According to Heritage Oak Cliff, formerly the Old Oak Cliff Conservation League, Kidd Springs Lake is the namesake of Colonel James W. Kidd Sr., who purchased 200 acres of farmland adjoining the natural spring in the 1870s. By the turn of the 20th Century, the site contained an upscale country club where the elite socialized in Oak Cliff.

Kidd Springs Park and Recreation Center continues the social tradition today. In addition to the small lake, the expansive complex includes a swimming pool, tennis courts, and baseball field, as well as Oriental and butterfly gardens.

Kidd Springs Park and Recreation Center is a popular neighborhood amenity for the area.

After the City of Dallas annexed Oak Cliff in the early 1900s, Leslie A. Stemmons and Thomas S. Miller Jr. began putting the residential building blocks in place in the center of Kidd Springs. They christened their development the Miller Stemmons Addition, which still contains more than 200 homes built as far back as 1910. It’s listed on the National Register of Historic Neighborhoods.

In 1905, furniture magnate John F. Zang launched his Crystal Hill development in the eastern quadrant of Kidd Springs. Though he named the addition after the silica sand that was prevalent in the area, the moniker was also a prime fit with the affluent buyers he planned to attract. But soft sales during World War I eventually prompted Zang to subdivide the land and sell to builders of smaller houses.

The post-World War II era ushered in a new set of challenges. By that time, Kidd Springs was an old neighborhood, and veterans moving to the Dallas area flocked to the suburbs to buy new houses. But the neighborhood managed to weather the adversity with most of its housing stock intact.

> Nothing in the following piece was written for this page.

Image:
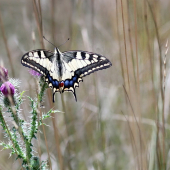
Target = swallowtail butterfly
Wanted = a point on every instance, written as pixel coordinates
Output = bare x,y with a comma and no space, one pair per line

Today’s young professionals have a totally opposite mindset. They’re attracted to the look and feel of restored historic homes and apartments as well as the neighborhood’s location and style options.

Located in North Oak Cliff, Kidd Springs is across the Trinity River from the Dallas central business district in downtown and just a stone’s throw from restaurants, bars, and shops in the Bishop Arts District.

The architectural diversity of historic homes runs the gamut from large Colonial Revival, Craftsman, Prairie, and Neo-Classical to one-story late Victorian, Tudor, Bungalow, and shingle residences. And then there’s a world of leisure and social opportunities at Kidd Springs Park and Recreation Center.

Kidd Springs has architectural diversity, with homes ranging from modern builds to historic Tudors.